This article is more of an introspection of the CRM program execution that prevails over a decade and an attempt to identify some vital deception points in CRM initiatives.
When companies started to realize that they might have been just a little misled about the costs and benefits of CRM, one of the witty professional renamed it as 'Clever Repackaging Mechanism - CRM'. This was because he believed that CRM was just a combination of some very simple classic business disciplines, such as customer database marketing, key account management, people management, quality, supply chain management, change management, risk management, customer service and latterly e-business, combined to create a rather complex but often not very well articulated, planned or managed business change programme.
When the first CRM disasters began to occur, the same witty professional referred to 'Client Rip-off Menu' – CRM, because in retrospect many more System Integrators and Product Vendors than clients seemed to have made money out of CRM! One way System Integrators and Product Vendors achieved this was through a sustained campaign of hype, consisting of a combination of almost 'self-evident' requirements, such as 'a single customer view', justified by different 'burning platforms' such as, for example, severe customer attrition, escalating costs of customer recruitment, the need to reduce the costs of customer management radically and quickly, and of course that all-purpose justifier, competitive advantage and so forth.
Over a decade, most CRM programmes are barely worth the name, particularly when a vision of CRM has been foisted on the client by a high-powered consultancy or firm of analysts. Before we explore the perniciousness of this, let us explain why so many companies were (and still are) vulnerable. It is because the quality of what we call 'business discourse' has plumbed depths usually only plumbed by poor CRM evangelist and Business Consultants. One reason for this is PowerPoint culture, which makes managers decreasingly able to produce connected arguments.
This low quality discourse occurs in a less detectable and possibly more pernicious form within CRM. This version of the disease is called 'personification'. For grammarians, personification means treating something (anything from a car or a company to a country) as if it were a single person. This is harmless in daily life, but potentially catastrophic in management. Why? Well, consider the phrase, 'Company X does Y, or believes Y'. While a small company might be so in control of its actions or thoughts to achieve this degree of consistency, the large companies who constitute the suppliers and clients in the world of CRM are rarely in this situation. Take the suppliers of CRM systems. They can be divided into suppliers of CRM software and services (including implementation and outsourcing), with many companies straddling the two.

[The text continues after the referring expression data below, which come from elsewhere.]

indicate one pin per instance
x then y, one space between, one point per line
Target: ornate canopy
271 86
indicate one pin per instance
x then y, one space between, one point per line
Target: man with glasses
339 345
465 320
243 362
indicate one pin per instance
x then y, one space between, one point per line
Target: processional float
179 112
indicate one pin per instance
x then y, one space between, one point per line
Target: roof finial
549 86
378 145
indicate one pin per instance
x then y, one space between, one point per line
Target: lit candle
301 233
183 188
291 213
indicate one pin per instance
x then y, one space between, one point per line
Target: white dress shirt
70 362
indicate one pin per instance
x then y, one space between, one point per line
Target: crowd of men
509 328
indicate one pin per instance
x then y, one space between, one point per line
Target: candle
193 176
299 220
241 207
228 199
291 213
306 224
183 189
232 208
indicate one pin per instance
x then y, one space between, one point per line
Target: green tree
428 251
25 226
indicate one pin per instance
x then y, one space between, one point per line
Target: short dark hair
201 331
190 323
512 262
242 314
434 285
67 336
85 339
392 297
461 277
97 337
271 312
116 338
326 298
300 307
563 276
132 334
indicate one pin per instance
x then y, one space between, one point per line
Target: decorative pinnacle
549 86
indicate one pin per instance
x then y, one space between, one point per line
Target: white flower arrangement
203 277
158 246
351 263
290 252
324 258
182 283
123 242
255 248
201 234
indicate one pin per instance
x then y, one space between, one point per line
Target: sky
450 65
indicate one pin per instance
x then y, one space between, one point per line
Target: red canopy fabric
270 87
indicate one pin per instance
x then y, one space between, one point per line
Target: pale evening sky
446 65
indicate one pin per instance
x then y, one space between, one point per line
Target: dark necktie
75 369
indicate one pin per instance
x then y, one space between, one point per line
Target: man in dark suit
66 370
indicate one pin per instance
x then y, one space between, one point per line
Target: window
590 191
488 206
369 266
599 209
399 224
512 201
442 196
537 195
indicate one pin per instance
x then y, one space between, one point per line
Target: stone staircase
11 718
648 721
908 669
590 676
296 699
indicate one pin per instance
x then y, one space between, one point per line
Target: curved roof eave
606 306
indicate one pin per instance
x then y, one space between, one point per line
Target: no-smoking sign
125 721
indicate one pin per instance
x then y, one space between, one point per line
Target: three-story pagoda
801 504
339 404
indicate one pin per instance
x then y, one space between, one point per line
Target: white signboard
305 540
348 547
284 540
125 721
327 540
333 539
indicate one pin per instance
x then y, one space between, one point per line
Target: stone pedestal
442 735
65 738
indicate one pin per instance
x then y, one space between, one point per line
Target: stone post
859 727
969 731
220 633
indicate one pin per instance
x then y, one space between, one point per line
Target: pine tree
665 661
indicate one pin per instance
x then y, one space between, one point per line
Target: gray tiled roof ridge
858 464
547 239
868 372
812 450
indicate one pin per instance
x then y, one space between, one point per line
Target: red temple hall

While suppliers of single software packages might be capable of maintaining a relatively simple vision of what CRM is and how information technology supports it (indeed, this vision may be their prime differentiator), the implementers - particularly those who serve very large clients - are in a very different situation. The largest implementers are giant companies, usually global in scale. They are typically involved in helping giant clients, themselves often global in scale, change the way they manage their customers. Neither supplier nor client can in these situations ever be personified as described above. Our experience is that successful suppliers succeed because they work closely with their clients, whose view of where they want to go in CRM is often fragmented. For example, a big insurance company may in each country in which it operates have different visions of where it wants to go in CRM in its direct division, its life and pensions division, its broker division, and so on. Many such companies have tried to bring their different visions together, and failed. Some have turned to consultancies that have produced simple templates representing visions and implementation plans, and tried to use these templates to impose change upon the organization - and failed. This is because of big differences in the skills and capabilities possessed by the different divisions, and of course differences on the buy side - different competitive pressures, channels of distribution, and of course customer needs.
The lesson - the bigger the company, the less relevant and the more foolish the idea that a single vision is needed. In many cases a portfolio approach could be more relevant. The idea that a very large supplier should or even could have a single vision is similarly stupid - many large suppliers succeed by having the skills and flexibility to work with different business partners (eg software suppliers) to develop and deliver very different visions of CRM to their clients. This is, by the way, true in nearly all areas of systems. Of course, there are massive economies of scale to be gained by standardizing on systems, but as our research has shown again and again, brilliant systems are neither a necessary nor a sufficient condition for success in CRM. That is why the more discerning clients do not want a vision, but pragmatic advice and results, taking into account the variety and possible inconsistency that exists in their own situation
The moral of the story is simple every organization has its own vision formulated and diversified in terms of what they want to achieve in a different portfolio of their business , CRM should become the enabler of this vision accommodating the diversified needs of business group rather than to superimpose the CRM Product vision on the Client ‘s Vision. This exercise of resisting to CRM deception points is not simple as it may sound and requires intelligent introspection from top executives of the company to lay down their CRM plan before it gets baptized by third party arguments and still hold on to the true CRM vision of the company.